KEY INSIGHTS:
- As HBCUs have recently seen a surge in corporate interest and support, the question is whether it is just a moment or a movement.
- Billionaire investor and philanthropist Robert Smith and Cisco VP Saidah Grayson Dill discussed this question at last week’s National HBCU Week Conference.
- Smith and Dill have two overarching pieces of advice for companies interested in engaging with HBCUs — be innovative and offer more than just a check.
Public-private partnerships are an important and enduring facet of higher education, serving to help create invaluable work experiences for students and pipelines of new talent for businesses. But creating successful and lasting partnerships can be a challenge, particularly for HBCUs.
“The best return on investment are HBCUs, without question,” Tony Allen, president of Delaware State University and chair of President Biden’s Board of Advisors on HBCUs, told a room filled with HBCU presidents, students and supporters last week during the National HBCU Week Conference.
“So if we can do what others can’t, we need to make sure that we are creating unique partnerships in the private and public sector,” he continued.
Over the past two years, HBCUs have had a renaissance, seeing increased enrollment, philanthropy, funding and corporate partnerships. But the question now, as it was in 2020 when the murder of George Floyd caused a flood of corporate pledges, is whether this support is just a moment or a movement.
At the National HBCU Week Conference, one of the biggest HBCU-focused conferences of the year, President Allen discussed this question with Saidah Grayson Dill, Vice President of Legal and Deputy General Counsel for telecoms giant Cisco, and Robert Smith, billionaire investor and philanthropist who famously paid off the student loans of the entire 2019 Morehouse College graduating class.
In paying off the loans, Smith realized the oppressive burden the debt was, not just on Morehouse students, but across the HBCU ecosystem, so he launched the Student Freedom Initiative (SFI) to liberate students of this burden. Among other things, SFI has alternative income-based financing for HBCU students and aims to improve HBCUs’ capacity to teach, do research and raise money by upgrading their IT infrastructure at no cost to the school.
Cisco has committed $150 million to SFI — $50 million to the alternative financing program and $100 million in labor, expertise, materials and supplies to upgrade all HBCUs’ technology infrastructure.
From their vantage point of being part of organizations that have created deep and meaningful partnerships with HBCUs, Smith and Dill have two overarching pieces of advice for companies interested in engaging with HBCUs: take an innovative approach and build relationships beyond signing a check.
Take an innovative approach
Too often, industry recruiters blame a lack of diversity on not being able to find it, instead of not looking in the right places.
“There’s a very, very large private equity firm out there that up until 2015, recruited at only nine schools,” Smith recounted at the conference. “They have over $1 trillion of assets — that’s with a ‘t’ — in assets under management, and they went to nine schools so they can hire people who look like them.”
Establishing a partnership with HBCUs may take a different approach than how companies have worked with colleges before, Dill said.
“You might have to think about that differently in terms of how you engage HBCUs versus predominantly white institutions,” she explained.
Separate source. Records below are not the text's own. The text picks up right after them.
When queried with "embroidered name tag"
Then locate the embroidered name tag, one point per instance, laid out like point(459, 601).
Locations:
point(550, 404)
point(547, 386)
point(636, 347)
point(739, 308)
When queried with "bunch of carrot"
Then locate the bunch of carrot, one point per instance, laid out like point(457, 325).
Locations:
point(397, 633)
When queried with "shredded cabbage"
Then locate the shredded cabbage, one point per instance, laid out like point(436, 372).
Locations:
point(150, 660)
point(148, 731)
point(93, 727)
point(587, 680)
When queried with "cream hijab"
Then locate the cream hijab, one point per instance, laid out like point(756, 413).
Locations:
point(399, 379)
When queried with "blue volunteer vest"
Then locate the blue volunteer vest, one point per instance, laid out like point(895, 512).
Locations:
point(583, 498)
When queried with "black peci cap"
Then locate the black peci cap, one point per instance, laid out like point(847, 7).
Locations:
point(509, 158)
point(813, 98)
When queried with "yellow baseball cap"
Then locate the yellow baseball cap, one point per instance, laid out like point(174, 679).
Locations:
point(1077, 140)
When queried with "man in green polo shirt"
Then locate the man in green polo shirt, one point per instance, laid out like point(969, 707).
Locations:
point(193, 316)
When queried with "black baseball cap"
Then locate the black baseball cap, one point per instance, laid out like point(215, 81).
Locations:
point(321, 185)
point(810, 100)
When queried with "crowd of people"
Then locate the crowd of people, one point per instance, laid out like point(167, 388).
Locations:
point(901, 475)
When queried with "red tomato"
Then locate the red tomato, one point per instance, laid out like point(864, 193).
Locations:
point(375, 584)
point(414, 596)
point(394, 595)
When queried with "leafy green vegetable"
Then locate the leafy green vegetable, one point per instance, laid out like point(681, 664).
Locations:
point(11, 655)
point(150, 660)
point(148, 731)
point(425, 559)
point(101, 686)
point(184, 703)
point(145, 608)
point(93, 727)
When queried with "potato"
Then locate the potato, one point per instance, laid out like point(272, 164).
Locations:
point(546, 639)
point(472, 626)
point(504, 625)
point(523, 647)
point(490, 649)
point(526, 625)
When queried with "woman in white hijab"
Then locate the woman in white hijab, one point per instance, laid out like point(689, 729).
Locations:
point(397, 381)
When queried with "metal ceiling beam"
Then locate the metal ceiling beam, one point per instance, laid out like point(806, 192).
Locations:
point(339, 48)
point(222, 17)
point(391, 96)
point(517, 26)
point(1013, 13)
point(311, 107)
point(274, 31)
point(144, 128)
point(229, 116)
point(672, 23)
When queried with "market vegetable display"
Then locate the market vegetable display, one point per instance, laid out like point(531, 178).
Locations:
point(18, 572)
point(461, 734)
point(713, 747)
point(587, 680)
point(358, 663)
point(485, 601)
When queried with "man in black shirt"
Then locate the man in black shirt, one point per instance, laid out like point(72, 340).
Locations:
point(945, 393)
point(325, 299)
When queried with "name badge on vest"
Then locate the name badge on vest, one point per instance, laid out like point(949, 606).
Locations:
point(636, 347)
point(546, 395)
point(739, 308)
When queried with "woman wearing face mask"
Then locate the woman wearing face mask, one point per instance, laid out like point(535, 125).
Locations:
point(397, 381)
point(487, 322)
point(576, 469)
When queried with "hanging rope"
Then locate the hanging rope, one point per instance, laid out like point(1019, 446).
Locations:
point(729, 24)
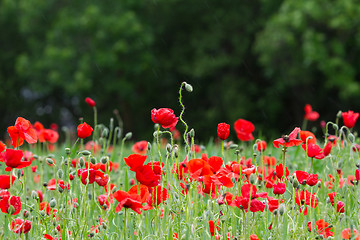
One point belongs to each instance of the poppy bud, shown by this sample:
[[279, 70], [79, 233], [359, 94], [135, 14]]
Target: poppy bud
[[104, 160], [223, 131], [351, 138], [26, 214], [18, 173], [34, 195], [11, 210], [295, 183], [60, 173], [339, 114], [282, 209], [90, 102], [49, 161], [67, 151], [168, 147], [85, 152], [192, 133], [105, 132], [252, 178], [188, 87], [52, 203], [81, 162], [84, 130], [233, 146]]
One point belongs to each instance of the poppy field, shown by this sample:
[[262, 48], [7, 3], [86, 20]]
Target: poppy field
[[99, 184]]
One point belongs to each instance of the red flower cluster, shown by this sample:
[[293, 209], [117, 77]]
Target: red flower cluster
[[23, 130]]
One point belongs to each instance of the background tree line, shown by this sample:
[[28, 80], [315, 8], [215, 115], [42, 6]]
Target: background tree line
[[259, 60]]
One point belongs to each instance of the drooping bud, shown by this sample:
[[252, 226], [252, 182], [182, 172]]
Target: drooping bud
[[188, 87]]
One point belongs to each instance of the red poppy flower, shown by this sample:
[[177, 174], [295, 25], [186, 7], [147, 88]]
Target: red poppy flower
[[198, 167], [261, 146], [5, 181], [90, 176], [22, 131], [50, 135], [165, 117], [334, 198], [146, 176], [143, 192], [140, 147], [180, 169], [310, 114], [53, 184], [135, 161], [158, 195], [244, 130], [313, 151], [20, 226], [288, 141], [248, 201], [2, 146], [212, 227], [280, 171], [90, 102], [13, 159], [279, 188], [223, 131], [350, 118], [323, 228], [305, 198], [84, 130], [8, 201], [307, 137], [127, 200], [347, 234]]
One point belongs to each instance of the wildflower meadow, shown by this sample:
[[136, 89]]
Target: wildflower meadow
[[100, 184]]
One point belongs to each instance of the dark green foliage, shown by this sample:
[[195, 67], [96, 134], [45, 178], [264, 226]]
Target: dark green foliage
[[258, 60]]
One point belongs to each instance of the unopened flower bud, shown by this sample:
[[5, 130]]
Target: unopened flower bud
[[18, 173], [60, 189], [252, 178], [81, 162], [105, 132], [168, 147], [188, 87], [11, 210], [295, 183], [351, 138], [49, 161], [85, 152], [52, 203], [104, 159], [282, 209], [60, 173], [339, 114], [192, 133], [34, 195], [233, 146], [128, 135], [67, 151]]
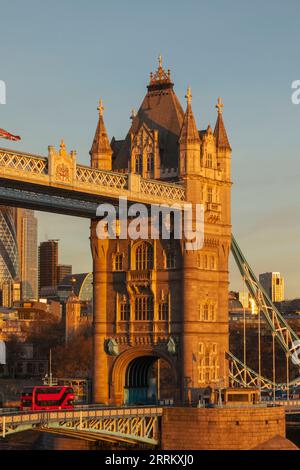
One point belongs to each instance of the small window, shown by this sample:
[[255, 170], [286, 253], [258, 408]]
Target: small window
[[163, 311], [205, 312], [150, 162], [171, 260], [209, 160], [125, 311], [144, 257], [144, 308], [209, 195], [212, 312], [138, 164], [118, 262]]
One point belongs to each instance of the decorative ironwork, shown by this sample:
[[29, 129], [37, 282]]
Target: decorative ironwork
[[63, 173], [104, 178], [133, 424], [163, 190]]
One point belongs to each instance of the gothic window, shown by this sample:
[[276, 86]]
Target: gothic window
[[209, 160], [208, 365], [171, 260], [209, 195], [143, 308], [205, 312], [163, 311], [144, 257], [138, 164], [150, 162], [118, 262], [124, 310], [212, 312]]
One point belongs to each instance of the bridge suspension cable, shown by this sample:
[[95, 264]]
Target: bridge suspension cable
[[280, 329]]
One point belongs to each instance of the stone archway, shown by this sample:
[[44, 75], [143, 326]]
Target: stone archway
[[137, 377]]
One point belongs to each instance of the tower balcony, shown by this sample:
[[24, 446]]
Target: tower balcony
[[139, 276], [213, 212]]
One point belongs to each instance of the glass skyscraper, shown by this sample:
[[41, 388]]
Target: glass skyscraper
[[26, 224]]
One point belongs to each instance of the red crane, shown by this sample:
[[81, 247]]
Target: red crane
[[6, 135]]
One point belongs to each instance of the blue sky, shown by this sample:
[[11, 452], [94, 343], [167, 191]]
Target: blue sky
[[57, 58]]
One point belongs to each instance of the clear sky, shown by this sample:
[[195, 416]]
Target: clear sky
[[58, 57]]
If there are employees in the organization who are HBCU graduates, have them reach out to their alma mater to bring students as interns for the company, and get to know the HBCU individually, she suggested.
HBCUs are an incredibly diverse group of institutions, encompassing nearly every type of college or university there is in the U.S.: two-year and four-year colleges, private schools, public universities, land-grant institutions and graduate schools.
“Individually, get to know each institution, as many as you can,” Dill said.
Build a relationship beyond just signing a check
For an HBCU-industry partnership to be a lasting one, Dill and Smith said it has to go beyond money.
“Are you providing internships? Are you contributing to the endowment? Are you having discussions at the top of the university? Are you asking the university president, ‘What do you need and how can I help you?’” Dill explained.
Corporate money can also be a fickle friend, which is why it is important for HBCUs to get something more than just a check from a partnership as they also need to create opportunities for students.
“I would require some capacity of interns at a minimum that are taken annually and get, at a minimum, 10-year commitments to those levels of interns,” Smith advocated. “It is the exposure that our children need that will liberate their creativity, their genius and their opportunity to participate in the economy.”
But not all opportunities are positive, especially if it is a company that does not have a track record of supporting Black interns or employees. As such, HBCU leaders need to be judicious and do their due diligence.
“Ask questions about what mechanisms the companies have in place to support interns,” Dill cautioned. “I think it’s relatively easy and safe to get people in the door, but to keep them and to retain people, and to promote people and get them in the upper echelons of corporate leadership requires an infrastructure.”
Ultimately, creating successful and lasting HBCU-industry partnerships requires thoughtfulness and intentionality to yield good and fruitful results for both sides.